Suspicions abound that the Australian public is being hoodwinked even as the money pours in and profits soar. Australian banks alone have paid out over $1 billion in compensation and fines to clients in the last decade, and know that they are facing a corporate regulator with more bark than bite.
Spectacular individual instances also abound, including the Commonwealth Bank of Australia’s 55,000 breaches of terrorism financing and money laundering regulations. These are just a few instances of transgression. The list of banking improprieties compiled by former Deutsche Bank analyst Mike Mangan provides a grim buffet to pick from the last decade.
Such suspicions, and dismay, were simply too much for some members of the Turnbull government. While the cabinet resisted the grumbles from all sides of politics, various bank benchers were insistent. While the government did give some ground, hauling banking representatives before parliamentary committees and promising a future complaints process for the aggrieved, the calls refused to die down. An inquiry with sufficient powers was needed.
Prime Minister Malcolm Turnbull duly relented.
“Government policy,” he weakly stated, “remains the same until it is changed.”
For Turnbull, the decision had been grudgingly taken to launch a Royal Commission.
“While we regret the necessity of the decision, we have taken it in the national economic interest.”

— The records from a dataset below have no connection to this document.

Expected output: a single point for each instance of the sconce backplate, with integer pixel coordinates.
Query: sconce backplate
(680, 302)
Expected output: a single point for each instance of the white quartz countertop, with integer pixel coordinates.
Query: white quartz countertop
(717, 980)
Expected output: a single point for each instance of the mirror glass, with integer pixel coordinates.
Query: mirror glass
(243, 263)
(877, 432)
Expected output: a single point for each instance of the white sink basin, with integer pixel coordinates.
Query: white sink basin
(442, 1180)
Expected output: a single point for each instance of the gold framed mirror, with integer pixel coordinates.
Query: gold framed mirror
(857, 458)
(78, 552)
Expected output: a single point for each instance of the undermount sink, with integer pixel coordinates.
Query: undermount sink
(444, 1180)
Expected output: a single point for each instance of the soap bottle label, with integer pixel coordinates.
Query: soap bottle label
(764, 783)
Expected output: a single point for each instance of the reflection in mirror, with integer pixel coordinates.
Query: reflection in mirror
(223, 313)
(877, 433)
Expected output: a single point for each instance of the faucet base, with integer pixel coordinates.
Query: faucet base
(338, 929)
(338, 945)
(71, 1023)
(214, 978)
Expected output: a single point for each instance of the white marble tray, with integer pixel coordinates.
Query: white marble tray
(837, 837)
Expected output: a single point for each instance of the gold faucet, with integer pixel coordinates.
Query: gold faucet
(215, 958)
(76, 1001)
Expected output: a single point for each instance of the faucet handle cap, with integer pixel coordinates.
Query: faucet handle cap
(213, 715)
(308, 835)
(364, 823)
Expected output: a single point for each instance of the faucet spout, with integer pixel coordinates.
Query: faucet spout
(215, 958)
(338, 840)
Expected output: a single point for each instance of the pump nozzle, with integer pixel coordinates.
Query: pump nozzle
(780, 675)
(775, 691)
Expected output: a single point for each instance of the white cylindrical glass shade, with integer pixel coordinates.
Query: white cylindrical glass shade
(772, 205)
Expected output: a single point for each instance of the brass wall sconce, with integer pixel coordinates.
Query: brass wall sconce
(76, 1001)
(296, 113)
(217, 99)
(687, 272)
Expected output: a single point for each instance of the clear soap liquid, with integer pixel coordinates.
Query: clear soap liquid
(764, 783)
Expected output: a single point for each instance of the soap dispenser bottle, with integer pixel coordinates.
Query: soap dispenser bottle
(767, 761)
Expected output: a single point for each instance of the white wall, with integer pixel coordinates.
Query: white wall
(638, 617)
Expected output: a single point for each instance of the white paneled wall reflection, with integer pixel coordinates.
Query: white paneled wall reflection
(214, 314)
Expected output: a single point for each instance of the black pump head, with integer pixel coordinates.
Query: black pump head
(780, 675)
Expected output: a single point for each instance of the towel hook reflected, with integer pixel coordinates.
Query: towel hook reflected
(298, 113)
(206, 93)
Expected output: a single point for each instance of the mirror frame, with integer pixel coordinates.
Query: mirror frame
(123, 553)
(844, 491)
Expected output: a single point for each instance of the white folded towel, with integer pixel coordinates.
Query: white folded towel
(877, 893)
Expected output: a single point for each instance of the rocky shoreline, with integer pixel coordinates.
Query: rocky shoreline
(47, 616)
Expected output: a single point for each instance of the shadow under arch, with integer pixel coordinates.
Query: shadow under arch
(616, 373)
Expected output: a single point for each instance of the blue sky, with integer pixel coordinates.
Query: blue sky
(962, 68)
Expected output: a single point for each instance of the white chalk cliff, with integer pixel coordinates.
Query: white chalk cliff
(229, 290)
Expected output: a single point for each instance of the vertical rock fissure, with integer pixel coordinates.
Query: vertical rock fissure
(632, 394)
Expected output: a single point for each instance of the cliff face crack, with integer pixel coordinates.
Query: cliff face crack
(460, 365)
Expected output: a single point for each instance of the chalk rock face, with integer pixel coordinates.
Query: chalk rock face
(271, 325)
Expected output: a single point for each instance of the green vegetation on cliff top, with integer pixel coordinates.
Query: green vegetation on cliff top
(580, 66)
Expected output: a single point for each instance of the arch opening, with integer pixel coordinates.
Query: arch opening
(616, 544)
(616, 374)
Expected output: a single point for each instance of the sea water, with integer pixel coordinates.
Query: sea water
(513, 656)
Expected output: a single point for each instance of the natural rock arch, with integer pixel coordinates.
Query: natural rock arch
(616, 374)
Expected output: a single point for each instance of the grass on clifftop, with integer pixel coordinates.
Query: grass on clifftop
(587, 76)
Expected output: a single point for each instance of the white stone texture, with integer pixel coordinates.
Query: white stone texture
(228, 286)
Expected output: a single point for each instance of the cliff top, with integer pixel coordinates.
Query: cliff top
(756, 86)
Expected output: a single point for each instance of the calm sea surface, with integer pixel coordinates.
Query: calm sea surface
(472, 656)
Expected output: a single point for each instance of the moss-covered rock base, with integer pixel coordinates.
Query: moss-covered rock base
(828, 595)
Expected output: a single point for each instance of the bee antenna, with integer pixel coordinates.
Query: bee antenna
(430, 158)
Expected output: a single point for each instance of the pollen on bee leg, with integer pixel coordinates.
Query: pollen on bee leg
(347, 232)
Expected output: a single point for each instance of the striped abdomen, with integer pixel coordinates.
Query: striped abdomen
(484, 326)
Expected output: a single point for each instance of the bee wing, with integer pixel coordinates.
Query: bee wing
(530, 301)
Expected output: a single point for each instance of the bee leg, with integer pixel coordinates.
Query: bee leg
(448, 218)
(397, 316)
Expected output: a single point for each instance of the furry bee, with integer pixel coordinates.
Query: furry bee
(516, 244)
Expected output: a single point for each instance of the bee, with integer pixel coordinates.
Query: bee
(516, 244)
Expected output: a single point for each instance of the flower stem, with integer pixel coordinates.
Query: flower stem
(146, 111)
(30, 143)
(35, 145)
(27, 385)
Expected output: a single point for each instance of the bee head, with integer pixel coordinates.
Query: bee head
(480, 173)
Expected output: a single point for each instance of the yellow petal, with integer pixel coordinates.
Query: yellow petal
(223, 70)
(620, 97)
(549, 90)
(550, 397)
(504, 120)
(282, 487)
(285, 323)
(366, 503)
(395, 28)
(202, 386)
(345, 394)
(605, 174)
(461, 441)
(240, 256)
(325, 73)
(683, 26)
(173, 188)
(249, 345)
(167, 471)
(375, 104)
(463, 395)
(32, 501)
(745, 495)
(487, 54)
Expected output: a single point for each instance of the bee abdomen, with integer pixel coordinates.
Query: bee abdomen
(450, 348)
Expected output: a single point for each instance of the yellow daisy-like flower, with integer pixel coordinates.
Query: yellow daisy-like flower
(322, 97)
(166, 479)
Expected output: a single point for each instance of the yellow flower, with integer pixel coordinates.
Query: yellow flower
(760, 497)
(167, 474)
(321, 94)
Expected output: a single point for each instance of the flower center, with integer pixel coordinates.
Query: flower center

The effort to immunise banks from inquiry is unrelenting. Even after the announcement of a royal commission, pundits in the banking industry and political supporters feel that business will suffer. Don’t touch the banks – that way lies doom. Former Australian prime minister John Howard had claimed, in rather novel fashion, that such an inquiry would amount to “rank socialism”. “Our banks demonstrated in 2009 that they were among the best-run, the most prudentially supervised, and the most well-capitalised in the world.”
What, then, would Howard’s view be on the policies of various governments after 2008 to essentially socialise banks in order to save them? Australian banks, by way of example, received $120 billion in tax payer funds to assist refinancing international loans with an ongoing guarantee from the then Rudd government that they could continue borrowing using the AAA credit rating of the Commonwealth. A deposit guarantee remains in place, initially peaking at $1 million, and now coming in at a quarter of a million.
The thrust of such thinking is simple. To merely think of questioning the sanctity of banking is to undermine it. Let them, it seems, pay out outrageous bonuses and seek protection and subsidies from governments when things go belly up.
The pertinent question to ask here is how far a royal commission will actually go to affect change. Turnbull has reiterated that he has no intention of putting capitalism in the dock. The very act of announcing this inquiry guarantees that he can, at the very least, manage it, including the terms of reference.
The government, for one, has appointed former High Court Judge Kenneth Hayne, hardly a rabblerouser of note and likely to be unadventurous in his digging.
“He is renowned,” went a joint government media release, “for his brilliant mind, his forensic skill, and his deep sense of justice.”
Whether this translates into feasible and constructive findings will preoccupy the sceptics and detractors till 2019.